Die belangte Behörde verkannte zunächst, dass sie hinsichtlich der Deckung des Bedarfs für den Sohn der Beschwerdeführerin und für seine mit ihm im gemeinsamen Haushalt lebende Ehefrau sowie das - nach der Aktenlage 1999 geborene - Kind auf den Ausgleichszulagenrichtsatz abzustellen gehabt hätte (vgl. etwa das hg. Erkenntnis vom 29. April 2010, Zlen. 2009/21/0304 und 0305; siehe zuletzt auch das hg. Erkenntnis vom 27. Mai 2010, Zl. 2008/21/0012). Demnach wäre in Bezug auf den Bedarf des Sohnes der Beschwerdeführerin und seiner Ehefrau vom Richtsatz nach § 293 Abs. 1 lit. a sublit. aa ASVG auszugehen gewesen. Dieser hatte nach der hier maßgeblichen Fassung BGBl. I Nr. 101/2007 bei Erlassung des bekämpften Bescheides EUR 1.120,-- betragen. Unter Berücksichtigung der Unterhaltspflicht für ein minderjähriges Kind erhöht sich dieser Betrag nach § 293 Abs. 1 letzter Satz ASVG um EUR 78,29 auf EUR 1.198,29. Zur Deckung des Lebensbedarfs der Beschwerdeführerin selbst hätte - insoweit ist die belangte Behörde im Recht - ein dem Richtsatz nach § 293 Abs. 1 lit. a sublit. bb ASVG entsprechender Betrag von (damals) EUR 747,-- zur Verfügung stehen müssen. Auf Basis der im Zeitpunkt der Erlassung des angefochtenen Bescheides geltenden Rechtslage hätte damit zur Aufbringung der notwendigen Mittel ein monatliches Einkommen des Sohnes der Beschwerdeführerin von EUR 1.945,29 ausgereicht. Auch die Ansicht, Mietbelastungen des Zusammenführenden seien den erforderlichen Mitteln hinzuzurechnen, ist nämlich nach der hier maßgeblichen Rechtslage vor Inkrafttreten des Fremdenrechtsänderungsgesetzes 2009 verfehlt (vgl. dazu das hg. Erkenntnis vom 3. April 2009, Zl. 2008/22/0711, insbesondere Punkt 5.4. der Entscheidungsgründe).

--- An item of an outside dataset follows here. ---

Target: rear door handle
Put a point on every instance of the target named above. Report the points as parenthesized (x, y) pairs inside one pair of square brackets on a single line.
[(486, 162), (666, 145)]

Selbst nach den dem bekämpften Bescheid zugrundeliegenden Tatsachenannahmen bezog der Sohn der Beschwerdeführerin ein den zuvor genannten Betrag übersteigendes monatliches Durchschnittseinkommen, weshalb die belangte Behörde nicht von mangelnder Tragfähigkeit der von ihm abgegebenen Haftungserklärung hätte ausgehen dürfen. In diesem Zusammenhang ist weiter anzumerken, dass die Abweisung des Antrages der Beschwerdeführerin ungeachtet der Bezugnahme auf § 47 Abs. 3 NAG im Spruch des bekämpften Bescheides der Sache nach - der Beschwerdeführerin stehen als Einkünfte nur die Unterhaltsleistungen ihres Sohnes zur Verfügung - auf § 11 Abs. 2 Z 4 iVm Abs. 5 NAG beruhte. Die belangte Behörde hätte daher jedenfalls auch eine Beurteilung nach § 11 Abs. 3 NAG vornehmen müssen.

Aus den dargestellten Gründen ist der bekämpfte Bescheid mit Rechtswidrigkeit seines Inhaltes belastet, weshalb er gemäß § 42 Abs. 2 Z 1 VwGG aufzuheben war.

Der Spruch über den Aufwandersatz gründet sich auf die §§ 47 ff VwGG iVm der VwGH-Aufwandersatzverordnung 2008.